Tras la muerte de Alexis en 1676 y un muy turbulento periodo en el que el trono moscovita fue ocupado por quienes tenían el apoyo de los streltsy (guardia de Korps creada por Iván el Terrible), Pedro se hizo fuerte. Con sus algo más de dos metros de altura, Pedro había dedicado su infancia a aprender y a luchar, únicamente, y con un anhelo que casi llegó a consumirle, navegar. Pedro encabezó aquella facción rusa que, por una parte, detestaba a los streltsy y que además veían en Pedro el cambio que Rusia necesitaba, la sangre nueva, la renovación. Así, Pedro se convirtió en único zar en 1688 (no como en 1682 que reinó como niño junto con su inútil hermanastro Iván), con dieciséis años, y obtuvo la fidelidad de casi todos los colectivos.

Streltsi

Pedro, así, comenzó a rodearse de algunos de los mejores hombres en sus respectivos campos que pisaban suelo ruso, y, en este caso, eran casi todos extranjeros. Junto con los príncipes y nobles rusos, jóvenes que fueron sus amigos en la infancia u hombres experimentados que sirvieron fielmente a su padre y veían en Pedro la fuerza de éste, el joven zar formó un equipo con suizos, alemanes, escoceses y holandeses que habitaban y trabajaban en el “suburbio alemán” de Moscú, con el único objetivo de convertir a Rusia en una potencia europea, culta y moderna. Llevó a cabo todo tipo de políticas en todos los campos, liberalizando el comercio con extranjeros, eliminando duras e inútiles normativas, fomentando la investigación y el desarrollo que él mismo encabezó, como hizo tanto en los astilleros rusos como holandeses.

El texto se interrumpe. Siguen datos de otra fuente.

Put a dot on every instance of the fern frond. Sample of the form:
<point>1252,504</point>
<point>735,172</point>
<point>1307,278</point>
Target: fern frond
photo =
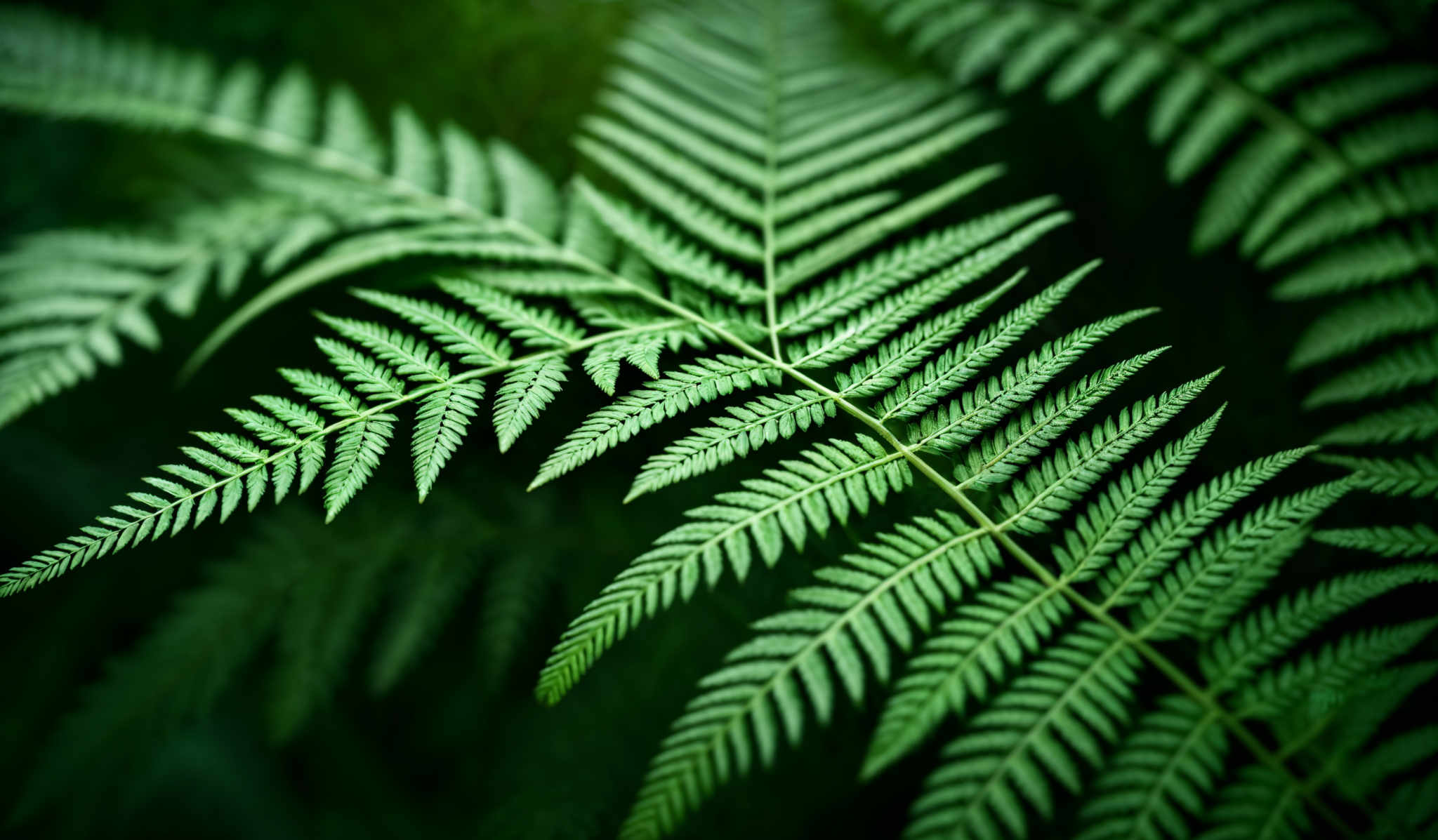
<point>831,482</point>
<point>1322,152</point>
<point>690,387</point>
<point>846,623</point>
<point>1161,774</point>
<point>968,655</point>
<point>295,441</point>
<point>1270,632</point>
<point>1317,678</point>
<point>1417,476</point>
<point>1394,541</point>
<point>1062,711</point>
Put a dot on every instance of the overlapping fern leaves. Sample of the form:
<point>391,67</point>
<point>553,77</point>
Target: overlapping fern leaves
<point>322,194</point>
<point>764,206</point>
<point>1322,152</point>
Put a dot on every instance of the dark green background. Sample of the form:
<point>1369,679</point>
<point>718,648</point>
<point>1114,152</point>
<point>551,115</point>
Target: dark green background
<point>446,751</point>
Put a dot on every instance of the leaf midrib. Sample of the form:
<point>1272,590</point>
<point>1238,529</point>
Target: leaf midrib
<point>285,146</point>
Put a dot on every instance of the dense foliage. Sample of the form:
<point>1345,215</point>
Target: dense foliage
<point>984,552</point>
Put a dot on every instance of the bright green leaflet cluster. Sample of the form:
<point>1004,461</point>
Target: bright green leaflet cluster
<point>763,206</point>
<point>1322,156</point>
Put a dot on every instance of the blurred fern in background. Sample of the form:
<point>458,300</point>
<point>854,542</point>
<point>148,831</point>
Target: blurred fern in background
<point>967,587</point>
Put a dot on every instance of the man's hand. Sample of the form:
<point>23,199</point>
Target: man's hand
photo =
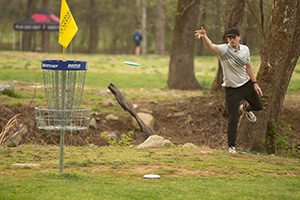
<point>200,33</point>
<point>258,90</point>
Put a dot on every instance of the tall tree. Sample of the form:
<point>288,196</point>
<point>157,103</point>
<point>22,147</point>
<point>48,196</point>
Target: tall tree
<point>160,28</point>
<point>181,69</point>
<point>233,18</point>
<point>279,58</point>
<point>142,19</point>
<point>93,19</point>
<point>28,34</point>
<point>45,34</point>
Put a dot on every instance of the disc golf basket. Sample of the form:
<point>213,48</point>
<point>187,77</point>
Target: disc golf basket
<point>64,84</point>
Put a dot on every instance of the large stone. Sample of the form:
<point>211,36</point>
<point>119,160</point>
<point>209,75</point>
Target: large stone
<point>17,137</point>
<point>154,141</point>
<point>109,134</point>
<point>6,86</point>
<point>111,117</point>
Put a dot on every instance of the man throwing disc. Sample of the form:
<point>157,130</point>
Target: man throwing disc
<point>238,79</point>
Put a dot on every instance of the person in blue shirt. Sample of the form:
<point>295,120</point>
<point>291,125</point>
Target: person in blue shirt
<point>137,37</point>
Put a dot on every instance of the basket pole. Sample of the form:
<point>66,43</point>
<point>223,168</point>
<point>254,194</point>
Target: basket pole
<point>61,157</point>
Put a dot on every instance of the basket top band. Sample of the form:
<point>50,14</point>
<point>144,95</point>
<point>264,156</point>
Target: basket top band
<point>69,65</point>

Pedro fue un visionario, que viajó por Europa viendo hasta dónde había llegado el mundo mientras en Rusia estaban tan atrasados. A Pedro ya no le valía vestir “a la alemana”, quería vestir Rusia “a la Europea”. Pero ante esto los sectores más reaccionarios se le opusieron, destacando a los streltsy, a quienes Pedro ya había perdonado varios intentos de derrocarle. Pero harto de esos lastres que intentaban anclar a Rusia en una época que se había demostrado muerta, el zar exterminó a los streltsy y puso a sus regimientos “a la europea”, los Preobrayenski y Simeonosvki, únicos que habían sostenido el empuje sueco en Narva, como sus “guardias del pretorio”.

Pedro dio a Rusia puertos y barcos, un ejército profesional, cultura, educación, territorios, incluso espiritualidad… Pero lo más importante que Pedro regaló a Rusia fue un lugar privilegiado en el ámbito internacional europeo que, ni aún hoy, ha dejado.